The difference is that the UCS algorithm maintains an "unvisited" set of nodes,
of course!

Can I afford 1 bit per cell in the 500x500 matrix? That would be 31,250 bytes.
Added to the 10,000 bytes of the risk matrix, things are starting to feel
crowded. And I still don't know how large the priority queue (or sparse cost
matrix) is going to grow!

This is an interesting paper: https://www.aaai.org/ocs/index.php/SOCS/SOCS11/paper/viewFile/4017/4357

> Dijkstra’s single-source shortest-path algorithm (DA) is one of the
> well-known, fundamental algorithms in computer science and related fields. DA
> is commonly taught in undergrad- uate courses. Uniform-cost search (UCS) is a
> simple version of the best-first search scheme which is logically equivalent
> to DA. In this paper I compare the two algorithms and show their similarities
> and differences. I claim that UCS is supe- rior to DA in almost all aspects.
> It is easier to understand and implement. Its time and memory needs are also
> smaller. The reason that DA is taught in universities and classes around the
> world is probably only historical. I encourage people to stop using and
> teaching DA, and focus on UCS only.

Am I going to implement A* after all? Here's Wikipedia's version:

  function reconstruct_path(cameFrom, current)
      total_path := {current}
      while current in cameFrom.Keys:
          current := cameFrom[current]
          total_path.prepend(current)
      return total_path

  // A* finds a path from start to goal.
  // h is the heuristic function. h(n) estimates the cost to reach goal from node n.
  function A_Star(start, goal, h)
      // The set of discovered nodes that may need to be (re-)expanded.
      // Initially, only the start node is known.
      // This is usually implemented as a min-heap or priority queue rather than a hash-set.
      openSet := {start}

      // For node n, cameFrom[n] is the node immediately preceding it on the cheapest path from start
      // to n currently known.
      cameFrom := an empty map

      // For node n, gScore[n] is the cost of the cheapest path from start to n currently known.
      gScore := map with default value of Infinity
      gScore[start] := 0

      // For node n, fScore[n] := gScore[n] + h(n). fScore[n] represents our current best guess as to
      // how short a path from start to finish can be if it goes through n.
      fScore := map with default value of Infinity
      fScore[start] := h(start)

      while openSet is not empty
          // This operation can occur in O(1) time if openSet is a min-heap or a priority queue
          current := the node in openSet having the lowest fScore[] value
          if current = goal
              return reconstruct_path(cameFrom, current)
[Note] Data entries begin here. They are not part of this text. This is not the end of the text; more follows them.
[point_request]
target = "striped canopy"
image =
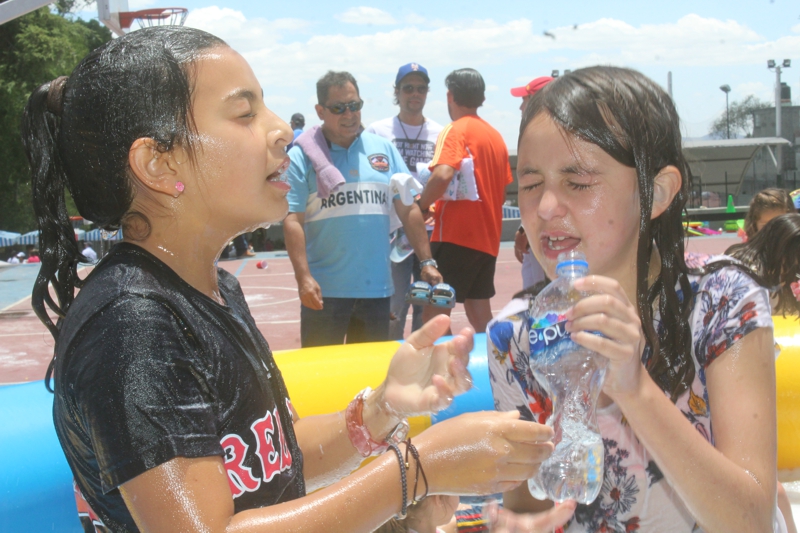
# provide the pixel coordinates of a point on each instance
(97, 235)
(32, 237)
(510, 211)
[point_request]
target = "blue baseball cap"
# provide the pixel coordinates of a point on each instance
(411, 68)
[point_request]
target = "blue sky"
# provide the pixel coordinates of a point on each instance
(703, 43)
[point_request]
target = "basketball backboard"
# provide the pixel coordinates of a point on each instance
(108, 12)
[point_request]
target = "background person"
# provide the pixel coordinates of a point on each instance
(766, 205)
(466, 239)
(532, 272)
(414, 136)
(297, 123)
(168, 404)
(89, 253)
(338, 240)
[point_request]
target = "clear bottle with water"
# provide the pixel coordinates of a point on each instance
(573, 378)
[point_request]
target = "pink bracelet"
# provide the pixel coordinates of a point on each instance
(357, 431)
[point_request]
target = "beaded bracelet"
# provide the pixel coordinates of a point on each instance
(403, 481)
(418, 471)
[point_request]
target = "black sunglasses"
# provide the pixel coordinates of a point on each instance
(409, 89)
(338, 109)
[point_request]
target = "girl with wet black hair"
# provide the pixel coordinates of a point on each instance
(774, 254)
(601, 171)
(168, 404)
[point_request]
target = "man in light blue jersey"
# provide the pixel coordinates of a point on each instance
(414, 136)
(339, 242)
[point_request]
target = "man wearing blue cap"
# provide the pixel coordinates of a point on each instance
(414, 135)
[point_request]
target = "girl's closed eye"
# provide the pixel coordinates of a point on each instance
(531, 187)
(579, 186)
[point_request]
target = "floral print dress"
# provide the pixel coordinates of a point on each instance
(726, 306)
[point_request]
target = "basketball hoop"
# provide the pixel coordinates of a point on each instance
(161, 16)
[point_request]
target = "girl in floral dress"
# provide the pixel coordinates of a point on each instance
(687, 413)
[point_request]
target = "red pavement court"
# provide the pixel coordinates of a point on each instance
(26, 346)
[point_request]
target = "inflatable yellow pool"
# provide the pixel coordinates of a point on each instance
(36, 484)
(787, 369)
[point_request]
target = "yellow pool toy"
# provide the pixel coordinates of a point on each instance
(787, 370)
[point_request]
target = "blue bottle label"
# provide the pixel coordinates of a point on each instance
(547, 331)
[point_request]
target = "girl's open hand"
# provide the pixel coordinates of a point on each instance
(505, 521)
(424, 378)
(483, 452)
(609, 312)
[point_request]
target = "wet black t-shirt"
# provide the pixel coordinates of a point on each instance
(149, 369)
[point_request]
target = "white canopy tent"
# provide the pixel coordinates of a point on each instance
(720, 164)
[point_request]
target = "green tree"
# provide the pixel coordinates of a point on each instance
(34, 49)
(741, 118)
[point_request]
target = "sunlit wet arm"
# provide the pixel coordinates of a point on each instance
(729, 487)
(437, 184)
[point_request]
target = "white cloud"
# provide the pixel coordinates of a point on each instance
(413, 18)
(244, 35)
(760, 90)
(288, 58)
(366, 15)
(691, 41)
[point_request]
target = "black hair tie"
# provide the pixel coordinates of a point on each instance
(55, 95)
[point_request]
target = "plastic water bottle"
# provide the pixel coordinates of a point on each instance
(573, 377)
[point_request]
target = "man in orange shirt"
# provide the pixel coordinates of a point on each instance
(466, 235)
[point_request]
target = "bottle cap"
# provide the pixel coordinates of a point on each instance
(572, 258)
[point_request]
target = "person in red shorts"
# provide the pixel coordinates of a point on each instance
(466, 236)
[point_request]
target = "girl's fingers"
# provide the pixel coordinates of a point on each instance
(425, 336)
(517, 430)
(612, 328)
(527, 455)
(605, 347)
(601, 284)
(603, 303)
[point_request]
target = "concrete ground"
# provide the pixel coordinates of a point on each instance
(26, 345)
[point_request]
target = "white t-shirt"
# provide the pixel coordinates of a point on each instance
(90, 254)
(415, 143)
(727, 305)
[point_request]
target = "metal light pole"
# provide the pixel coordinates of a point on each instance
(726, 89)
(770, 65)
          openSet.Remove(current)
          for each neighbor of current
              // d(current,neighbor) is the weight of the edge from current to neighbor
              // tentative_gScore is the distance from start to the neighbor through current
              tentative_gScore := gScore[current] + d(current, neighbor)
              if tentative_gScore < gScore[neighbor]
                  // This path to neighbor is better than any previous one. Record it!
                  cameFrom[neighbor] := current
                  gScore[neighbor] := tentative_gScore
                  fScore[neighbor] := tentative_gScore + h(neighbor)
                  if neighbor not in openSet
                      openSet.add(neighbor)

      // Open set is empty but goal was never reached
      return failure

Removing the reconstruction of the path, which I don't need:

  // A* finds a path from start to goal.
  // h is the heuristic function. h(n) estimates the cost to reach goal from node n.
  function A_Star(start, goal, h)
      // The set of discovered nodes that may need to be (re-)expanded.
      // Initially, only the start node is known.
      // This is usually implemented as a min-heap or priority queue rather than a hash-set.
      openSet := {start}

      // For node n, gScore[n] is the cost of the cheapest path from start to n currently known.
      gScore := map with default value of Infinity
      gScore[start] := 0

      // For node n, fScore[n] := gScore[n] + h(n). fScore[n] represents our current best guess as to
      // how short a path from start to finish can be if it goes through n.
      fScore := map with default value of Infinity
      fScore[start] := h(start)

      while openSet is not empty
          // This operation can occur in O(1) time if openSet is a min-heap or a priority queue
          current := the node in openSet having the lowest fScore[] value
          if current = goal
              return gScore[current]

          openSet.Remove(current)
          for each neighbor of current
              // d(current,neighbor) is the weight of the edge from current to neighbor
              // tentative_gScore is the distance from start to the neighbor through current
              tentative_gScore := gScore[current] + d(current, neighbor)
              if tentative_gScore < gScore[neighbor]
                  // This path to neighbor is better than any previous one. Record it!
                  gScore[neighbor] := tentative_gScore
                  fScore[neighbor] := tentative_gScore + h(neighbor)
                  if neighbor not in openSet
                      openSet.add(neighbor)

      // Open set is empty but goal was never reached
      return failure

As mentioned in Wikipedia, Dijkstra's is equivalent to A* with h(x) = 0 for all x. Putting that
in the pseudocode above would remove the fScore array entirely (as its values would become identical
to those of gScore). Squinting a bit, I think this would end up looking like UCS, which is basically
what I'm currently doing.